Renal function was examined in adult rainbow trout (Oncorhynchus mykiss) after chronic exposure to a sublethal level of dietary Cd (500 mg/kg diet) for 52 d and during a subsequent challenge to waterborne Cd (10 microg/L) for 72 h. Dietary Cd had no major effects on UFR (urine flow rate) and GFR (glomerular filtration rate) but caused increased renal excretion of glucose, protein, and major ions (Mg(2+), Zn(2+), K(+), Na(+), Cl(-) but Ca(2+)). However, dietary Cd did not affect any plasma ions except Na(+) which was significantly elevated in the Cd-acclimated trout. Plasma glucose and ammonia levels fell by 25% and 36% respectively, but neither plasma nor urine urea was affected in Cd-acclimated fish. Dietary Cd exposure resulted in a remarkable increase of Cd load in the plasma (48-fold, approximately 22 ng/mL) and urine (60-fold, 8.9 ng/mL), but Cd excretion via the kidney was negligible on a mass-balance basis. Clearance ratio analysis indicates that all ions, Cd, and metabolites were reabsorbed strongly (58-100%) in both naïve and dietary Cd exposed fish, except ammonia which was secreted in both groups. Mg(2+), Na(+), Cl(-) and K(+) reabsorption decreased significantly (3-15%) in the Cd-exposed fish relative to the control. Following waterborne Cd challenge, GFR and UFR were affected transiently, and only Mg(2+) and protein excretion remained elevated with no recovery with time in Cd-acclimated trout. Urinary Ca(2+) and Zn(2+) excretion rates dropped with an indication of renal compensation towards plasma declines of both ions. Cadmium challenge did not cause any notable effects on urinary excretion rates of metabolites. However, a significant decrease in Mg(2+) reabsorption but an increase in total ammonia secretion was observed in the Cd-acclimated fish. The study suggests that dietary Cd acclimation involves physiological costs in terms of renal dysfunction and elevated urinary losses.

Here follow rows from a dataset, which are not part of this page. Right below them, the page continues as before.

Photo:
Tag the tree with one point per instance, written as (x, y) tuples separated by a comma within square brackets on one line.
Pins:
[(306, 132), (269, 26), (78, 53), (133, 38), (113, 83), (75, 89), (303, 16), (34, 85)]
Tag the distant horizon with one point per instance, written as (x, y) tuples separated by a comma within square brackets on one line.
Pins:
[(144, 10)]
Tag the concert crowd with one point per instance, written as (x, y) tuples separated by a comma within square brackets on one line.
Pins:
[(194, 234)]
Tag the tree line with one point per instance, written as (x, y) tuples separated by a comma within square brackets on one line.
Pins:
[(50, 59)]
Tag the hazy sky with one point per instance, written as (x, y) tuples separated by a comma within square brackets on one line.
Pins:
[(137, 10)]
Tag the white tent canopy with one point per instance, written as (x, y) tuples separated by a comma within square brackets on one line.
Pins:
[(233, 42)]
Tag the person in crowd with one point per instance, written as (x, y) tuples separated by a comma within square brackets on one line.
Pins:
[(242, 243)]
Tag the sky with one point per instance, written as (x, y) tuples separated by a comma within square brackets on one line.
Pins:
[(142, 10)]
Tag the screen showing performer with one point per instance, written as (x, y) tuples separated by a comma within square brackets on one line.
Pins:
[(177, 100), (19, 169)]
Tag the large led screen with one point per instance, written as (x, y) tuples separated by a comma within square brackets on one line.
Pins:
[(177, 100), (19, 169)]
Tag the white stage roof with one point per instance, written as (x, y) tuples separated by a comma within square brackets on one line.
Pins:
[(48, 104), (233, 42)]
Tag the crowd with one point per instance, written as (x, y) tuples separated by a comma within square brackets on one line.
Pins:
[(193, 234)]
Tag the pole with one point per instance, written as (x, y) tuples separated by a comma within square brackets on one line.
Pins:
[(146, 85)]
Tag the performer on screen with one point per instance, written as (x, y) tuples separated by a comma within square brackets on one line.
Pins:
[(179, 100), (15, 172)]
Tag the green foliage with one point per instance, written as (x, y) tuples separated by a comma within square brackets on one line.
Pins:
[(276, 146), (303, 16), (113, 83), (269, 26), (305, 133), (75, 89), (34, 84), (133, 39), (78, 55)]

Plasma clearance of cadmium and zinc in non-acclimated and metal-acclimated trout.

Adult rainbow trout were pre-exposed to a sublethal concentration of waterborne cadmium (Cd, 26.7 nmol/l) or waterborne zinc (Zn, 2294 nmol/l) for 30 days to induce acclimation. A single dose of radiolabeled Cd (64.4 nmol/kg) or Zn (183.8 nmol/kg) was injected into the vascular system of non-acclimated and Cd- or Zn-acclimated trout through indwelling arterial catheters. Subsequently, repetitive blood samples over 10 h and terminal tissue samples (liver, heart, bile, stomach, intestine, kidney, gills, muscle, and spleen) were taken to characterize the effect of metal acclimation on clearance kinetics in vivo. Plasma clearance of Cd in Cd-acclimated fish (0.726+/-0.015 and 0.477+/-0.012 ml/min per kg for total and newly accumulated Cd, respectively), was faster than that in non-acclimated trout (0.493+/-0.013 and 0.394+/-0.009 ml/min per kg). Unlike plasma Cd, the levels of Cd in red blood cells (RBCs) were 1.2-2.2 times higher in Cd-acclimated fish than in non-acclimated fish. At 10 h post-injection, the liver accumulated the highest proportion ( approximately 22%) of the injected Cd dose in both non-acclimated and Cd-acclimated fish but did not account for the difference in plasma levels of Cd between two groups. Plasma clearance of Zn ( approximately 0.23 ml/min per kg for new Zn) was substantially lower than Cd clearance. Pre-acclimation to waterborne Zn reduced the new Zn levels in RBCs, but did not affect the clearance of Zn from blood plasma or tissue burdens of Zn in fish. Bile concentrations of both Cd and Zn were elevated in acclimated fish, but total bile burden accounted for <1% of the injected metal dose. The results suggest that the detoxification process of injected plasma Cd is stimulated by pre-acclimation to waterborne Cd, and that Zn levels are homeostatically controlled in both non-acclimated and acclimated trout.